Can the space of linear operators on a Hilbert space be made into a Hilbert space? Let $H$ be a Hilbert space, and $\mathcal L(H)$ be the space of linear operators on $H$. Can we find an inner product on $\mathcal L(H)$ that induces an equivalent  norm on $\mathcal L(H)$, i.e., a norm that is equivalent to the operator norm?
For finite-dimensional spaces, the Frobenius inner product answers the question in the affirmative. So any counter-examples necessarily is infinite-dimensional.
I am aware of the negative result, that  there is no inner product that induces the operator norm if $\dim H\ge 2$.
 A: (generalisation for unseparable case is thanks to MaoWao in comment)
Let $H'$ be a closed separable subspace of $H$.
Any subspace of space with topology induced by inner product also has topology induced by inner product. Any space with topology induced by inner product is isomorphic to its dual. If $H$ has topology induced by inner product, then $\mathcal L(H')$ is isomorphic to a closed subspace of $\mathcal L(H)$ (take orthogonal complement to $H'$ and define operator as $0$ on it to continue it from $H'$ to entire $H$).

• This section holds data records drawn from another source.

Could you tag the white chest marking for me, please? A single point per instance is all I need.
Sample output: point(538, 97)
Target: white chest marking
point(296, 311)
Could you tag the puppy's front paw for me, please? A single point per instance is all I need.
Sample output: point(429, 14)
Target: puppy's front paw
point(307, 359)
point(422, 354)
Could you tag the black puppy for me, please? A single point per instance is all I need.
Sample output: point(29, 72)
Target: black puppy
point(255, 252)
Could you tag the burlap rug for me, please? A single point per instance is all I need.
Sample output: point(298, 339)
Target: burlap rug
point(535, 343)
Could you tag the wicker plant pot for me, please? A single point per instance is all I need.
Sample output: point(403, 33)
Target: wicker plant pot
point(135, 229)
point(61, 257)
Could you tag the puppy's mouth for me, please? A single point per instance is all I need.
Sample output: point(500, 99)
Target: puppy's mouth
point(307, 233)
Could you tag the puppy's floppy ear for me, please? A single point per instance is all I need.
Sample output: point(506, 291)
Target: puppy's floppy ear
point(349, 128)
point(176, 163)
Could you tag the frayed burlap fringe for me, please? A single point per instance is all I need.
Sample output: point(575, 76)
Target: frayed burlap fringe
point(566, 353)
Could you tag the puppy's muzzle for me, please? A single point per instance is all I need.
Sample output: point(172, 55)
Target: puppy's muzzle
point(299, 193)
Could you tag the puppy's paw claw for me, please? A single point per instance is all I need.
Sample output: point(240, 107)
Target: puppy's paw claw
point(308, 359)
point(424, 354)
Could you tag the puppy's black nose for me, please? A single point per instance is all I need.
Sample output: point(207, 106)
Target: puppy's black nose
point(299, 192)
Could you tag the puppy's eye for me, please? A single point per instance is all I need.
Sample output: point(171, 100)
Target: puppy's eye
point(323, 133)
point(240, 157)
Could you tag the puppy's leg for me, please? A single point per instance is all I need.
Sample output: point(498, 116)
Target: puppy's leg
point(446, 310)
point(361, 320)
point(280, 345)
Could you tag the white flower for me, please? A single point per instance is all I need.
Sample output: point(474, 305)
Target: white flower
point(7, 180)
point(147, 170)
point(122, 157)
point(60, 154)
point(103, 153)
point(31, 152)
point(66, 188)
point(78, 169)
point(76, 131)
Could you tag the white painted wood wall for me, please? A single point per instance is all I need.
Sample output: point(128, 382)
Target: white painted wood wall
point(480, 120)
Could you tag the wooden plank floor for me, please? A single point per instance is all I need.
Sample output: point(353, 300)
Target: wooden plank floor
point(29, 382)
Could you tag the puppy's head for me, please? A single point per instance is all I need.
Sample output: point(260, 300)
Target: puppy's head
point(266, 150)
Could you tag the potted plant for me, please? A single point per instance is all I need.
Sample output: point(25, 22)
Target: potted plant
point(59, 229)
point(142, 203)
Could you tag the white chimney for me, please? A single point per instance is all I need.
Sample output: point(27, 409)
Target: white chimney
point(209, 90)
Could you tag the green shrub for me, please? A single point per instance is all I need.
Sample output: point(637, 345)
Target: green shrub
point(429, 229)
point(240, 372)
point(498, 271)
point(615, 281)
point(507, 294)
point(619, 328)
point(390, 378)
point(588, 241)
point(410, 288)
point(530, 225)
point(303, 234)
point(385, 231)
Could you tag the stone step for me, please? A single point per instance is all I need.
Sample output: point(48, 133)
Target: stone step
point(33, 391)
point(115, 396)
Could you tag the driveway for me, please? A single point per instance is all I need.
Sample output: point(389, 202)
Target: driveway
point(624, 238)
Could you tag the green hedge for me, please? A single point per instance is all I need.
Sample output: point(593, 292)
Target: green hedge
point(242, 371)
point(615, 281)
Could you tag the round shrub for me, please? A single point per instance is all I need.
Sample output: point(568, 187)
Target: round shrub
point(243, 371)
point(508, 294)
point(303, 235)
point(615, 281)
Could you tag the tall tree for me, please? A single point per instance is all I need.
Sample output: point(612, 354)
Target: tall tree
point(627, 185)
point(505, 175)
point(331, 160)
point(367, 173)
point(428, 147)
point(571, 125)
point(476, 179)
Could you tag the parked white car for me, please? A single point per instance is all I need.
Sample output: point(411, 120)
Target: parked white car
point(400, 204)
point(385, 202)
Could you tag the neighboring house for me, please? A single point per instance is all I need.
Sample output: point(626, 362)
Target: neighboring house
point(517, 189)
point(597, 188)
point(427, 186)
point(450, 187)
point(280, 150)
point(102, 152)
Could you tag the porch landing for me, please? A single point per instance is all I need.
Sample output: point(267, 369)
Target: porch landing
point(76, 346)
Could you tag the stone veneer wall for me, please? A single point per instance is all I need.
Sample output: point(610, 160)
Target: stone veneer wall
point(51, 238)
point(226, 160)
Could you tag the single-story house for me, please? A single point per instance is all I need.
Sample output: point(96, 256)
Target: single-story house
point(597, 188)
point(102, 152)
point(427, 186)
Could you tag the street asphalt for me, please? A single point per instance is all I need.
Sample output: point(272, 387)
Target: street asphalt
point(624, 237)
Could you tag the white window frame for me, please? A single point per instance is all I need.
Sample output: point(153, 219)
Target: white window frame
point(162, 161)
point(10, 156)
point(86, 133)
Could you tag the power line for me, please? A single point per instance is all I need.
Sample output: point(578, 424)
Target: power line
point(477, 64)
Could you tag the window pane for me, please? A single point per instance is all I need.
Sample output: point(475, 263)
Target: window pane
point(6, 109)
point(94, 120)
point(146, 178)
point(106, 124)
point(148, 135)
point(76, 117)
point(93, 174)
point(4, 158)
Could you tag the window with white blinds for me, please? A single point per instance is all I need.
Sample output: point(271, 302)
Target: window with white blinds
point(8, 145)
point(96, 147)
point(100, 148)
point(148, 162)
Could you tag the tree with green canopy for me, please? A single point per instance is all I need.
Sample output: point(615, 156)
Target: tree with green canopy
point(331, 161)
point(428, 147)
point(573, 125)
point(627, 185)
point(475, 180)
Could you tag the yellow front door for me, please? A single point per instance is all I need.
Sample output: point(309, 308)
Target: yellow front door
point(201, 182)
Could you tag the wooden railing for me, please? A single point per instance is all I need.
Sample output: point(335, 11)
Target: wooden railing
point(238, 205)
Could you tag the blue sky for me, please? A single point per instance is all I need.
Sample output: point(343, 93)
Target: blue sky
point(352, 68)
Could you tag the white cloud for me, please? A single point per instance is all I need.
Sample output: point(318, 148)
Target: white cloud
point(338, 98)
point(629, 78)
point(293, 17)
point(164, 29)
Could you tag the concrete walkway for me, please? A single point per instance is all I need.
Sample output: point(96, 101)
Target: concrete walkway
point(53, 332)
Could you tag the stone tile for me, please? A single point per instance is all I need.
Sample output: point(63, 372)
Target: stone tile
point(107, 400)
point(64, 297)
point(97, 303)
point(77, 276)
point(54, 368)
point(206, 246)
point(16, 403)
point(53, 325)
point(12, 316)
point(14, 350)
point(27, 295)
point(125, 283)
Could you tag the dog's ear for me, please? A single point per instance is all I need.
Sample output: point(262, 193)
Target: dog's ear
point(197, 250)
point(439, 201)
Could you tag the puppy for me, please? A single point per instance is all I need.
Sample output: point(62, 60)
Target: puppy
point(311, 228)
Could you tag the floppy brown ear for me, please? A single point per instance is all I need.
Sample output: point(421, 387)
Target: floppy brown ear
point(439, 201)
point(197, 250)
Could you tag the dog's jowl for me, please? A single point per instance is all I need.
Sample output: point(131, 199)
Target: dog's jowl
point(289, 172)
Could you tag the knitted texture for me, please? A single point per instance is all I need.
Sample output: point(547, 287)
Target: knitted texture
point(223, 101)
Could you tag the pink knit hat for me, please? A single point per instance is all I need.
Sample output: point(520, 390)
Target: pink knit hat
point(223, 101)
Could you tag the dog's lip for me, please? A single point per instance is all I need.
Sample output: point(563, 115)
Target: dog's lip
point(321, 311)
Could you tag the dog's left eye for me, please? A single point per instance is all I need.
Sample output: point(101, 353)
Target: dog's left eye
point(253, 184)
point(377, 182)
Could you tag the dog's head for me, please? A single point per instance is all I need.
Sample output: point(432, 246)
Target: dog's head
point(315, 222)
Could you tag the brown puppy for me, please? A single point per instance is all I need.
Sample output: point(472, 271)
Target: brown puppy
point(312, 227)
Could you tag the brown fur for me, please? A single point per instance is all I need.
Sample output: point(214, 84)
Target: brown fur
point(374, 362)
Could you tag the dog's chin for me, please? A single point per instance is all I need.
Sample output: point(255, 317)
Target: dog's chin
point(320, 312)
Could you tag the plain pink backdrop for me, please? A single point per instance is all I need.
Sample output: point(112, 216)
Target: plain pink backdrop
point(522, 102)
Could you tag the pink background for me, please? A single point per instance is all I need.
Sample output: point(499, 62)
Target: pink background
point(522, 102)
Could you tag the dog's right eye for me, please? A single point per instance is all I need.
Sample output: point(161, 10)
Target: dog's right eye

Thus, if $H$ has topology induced by inner product, then $\mathcal L(H')$ is isomorphic to its dual.  Let's prove that $\mathcal L(H')$ has cardinality less than $\mathcal L^*(H')$ and thus not isomorphic to it.
Let $x_i$ be basis of $H'$, then $A$ from $\mathcal L(H')$ is completely defined by countable number of real numbers $\langle Ax_i, x_j\rangle$, so $\mathcal L(H')$ has cardinality continuum.
But set of all diagonal operators on $H'$ is isomorphic to $l_\infty$, thus $\mathcal L^*(H')$ contains at least as many elements as $l_\infty^*$, which has cardinality of at least $2^\mathfrak c$.
A: The nonseparable case:
This answer shows that for an uncountable set $I$, the space $\ell^\infty(I)$ cannot be embedded into a Hilbert space i.e. there is no injective bounded linear map $\ell^\infty(I) \to H$ where $H$ is a Hilbert space.
Now assume that $H$ is nonseparable and that $|\cdot|$ is a Hilbert norm on $\mathcal L(H)$ which is equivalent to the operator norm $\|\cdot\|$. Let $E$ be an (uncountable) orthonormal basis for $H$. Then we have an isometric embedding $(\ell^\infty(E), \|\cdot\|_\infty) \to (\mathcal{L}(H), \|\cdot\|)$ as diagonal operators. Compose this with the linear homeomorphism $(\mathcal{L}(H), \|\cdot\|) \to (\mathcal{L}(H), |\cdot|)$ and we get an embedding $(\ell^\infty(E), \|\cdot\|_\infty) \to (\mathcal{L}(H), |\cdot|)$ which is a contradiction.